The performative nature of presence is important; people enact their being [5]. Agents perform tasks. In the performance of presence, witnessing and being witnessed is distinct. It is a catalyst for what happens next and witnessing refers to accepting responsibility for what happens next [6]. Agents can be seen to take responsibility for their actions, but whether they can be held responsible for what happens next is questionable. For human beings both presence and trust are trade-offs. Sensorial perceptions, cognitive understanding and knowledge, feelings and emotions all contribute to a certain input for other human beings to perceive, which at a certain moment triggers a specific performance of presence and decision to trust or not [6]. Because presence and trust are trade-offs, this trade-off can be influenced by design. To which extent this holds for agents is addressed in this paper.

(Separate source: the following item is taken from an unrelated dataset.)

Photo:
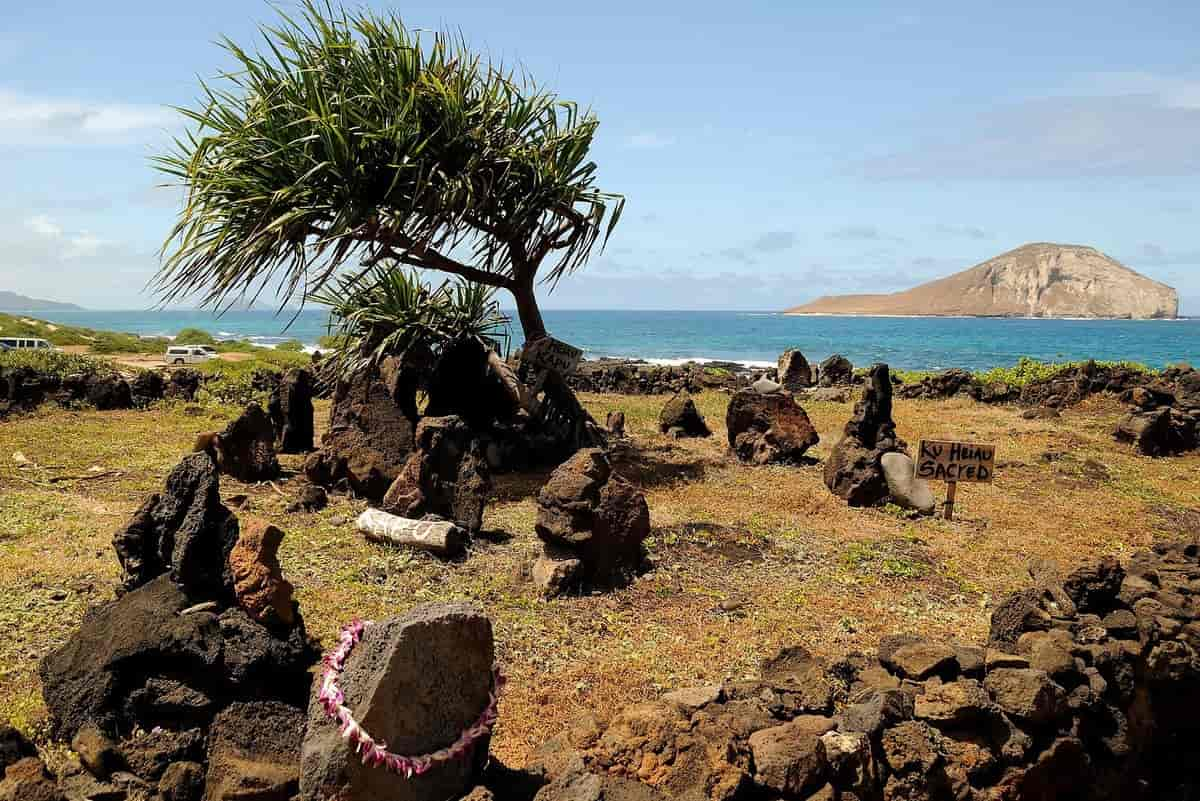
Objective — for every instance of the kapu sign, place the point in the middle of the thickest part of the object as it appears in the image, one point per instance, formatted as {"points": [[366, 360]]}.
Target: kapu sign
{"points": [[552, 354], [953, 462]]}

The assumption of this paper is that witnessing in ‘communities of multi-agent systems and people’ is possible in specific configurations (unities) of the four dimensions of the YUTPA framework. YUTPA (acronym for ‘being with You in Unity of Time, Place and Action’), as mentioned above has been designed to further understanding of the trade-offs between the performance of presence and the establishment of trust [4].

As depicted in Figure 1 four dimensions are vital when correlating presence and trust: Time, Place, Action and Relation. By tuning these four dimensions in relation to one another the emergence of trust can be influenced.
From a philosophical perspective, however, Oliver defines witnessing as being essential for humanness [7]. Witnessing between human beings only happens when response-ability and address-ability are part of interaction and subject positions are transparent. Response-ability refers to the ability to respond to a person’s testimony and taking responsibility for the evolving interaction. Address-ability refers to the possibility to address a person’s contribution during social interaction. Transparency of subject positions refers to knowledge and (power) positions of people involved and the ‘trueness’ of testimony.
The exploratory study to which this paper refers focuses on designing systems for interaction and the dynamics of each of the four dimensions for design. This paper focuses on the dimension of time and agency, and its relation to the other dimensions of place, action and relation.